A reexamination of the flexural deformation beneath the Hawaiian Islands

Seismically derived depth estimates to the top of the oceanic crust beneath the Hawaiian Islands indicate that the curvature of the deflected lithosphère is much larger than commonly believed. The conservative and model‐independent curvature estimates exceed 10 −7 m −1 and are comparable in magnitude to curvatures at trenches and outer rise systems. The depth estimates are used to constrain both two‐dimensional (2‐D) and three‐dimensional (3‐D) flexural models. The curvature constraints require a 2‐D variable elastic thickness that decreases from 35 km in areas away from the volcanic load to 25 km directly beneath the load.
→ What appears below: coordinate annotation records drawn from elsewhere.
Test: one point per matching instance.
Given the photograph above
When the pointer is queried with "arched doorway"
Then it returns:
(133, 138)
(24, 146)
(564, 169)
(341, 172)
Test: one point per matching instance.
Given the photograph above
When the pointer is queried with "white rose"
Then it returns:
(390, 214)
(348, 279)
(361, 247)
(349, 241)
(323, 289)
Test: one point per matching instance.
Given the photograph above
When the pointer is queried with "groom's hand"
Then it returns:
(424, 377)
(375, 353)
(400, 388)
In an attempt to understand the nature of the yielding beneath the Hawaiian Islands we introduce two new 3‐D models. The first model combines a realistic yield strength based rheology with a new technique for 3‐D flexure calculations in which the elastic plate thickness is curvature‐dependent. The new variable rigidity model predicts an undeformed (mechanical) plate thickness of 44 km, decreasing to 33 km beneath the big island of Hawaii. The best‐fitting mechanical thickness corresponds approximately to the depth to the 600 °C isotherm in 90‐m.y.‐old lithosphere. The second model uses a broken plate, but here the crack is oriented along the weak Molokai fracture zone rather than along the island chain trend. This unconventional flexure model can explain the observed asymmetry in the depth data across the fracture zone without requiring the excessively large elastic thickness of more conventional broken plate models. Both the proposed models imply that modeling with constant thickness plates may underestimate the true mechanical plate thickness by being unduly influenced by the weak zone beneath the seamounts.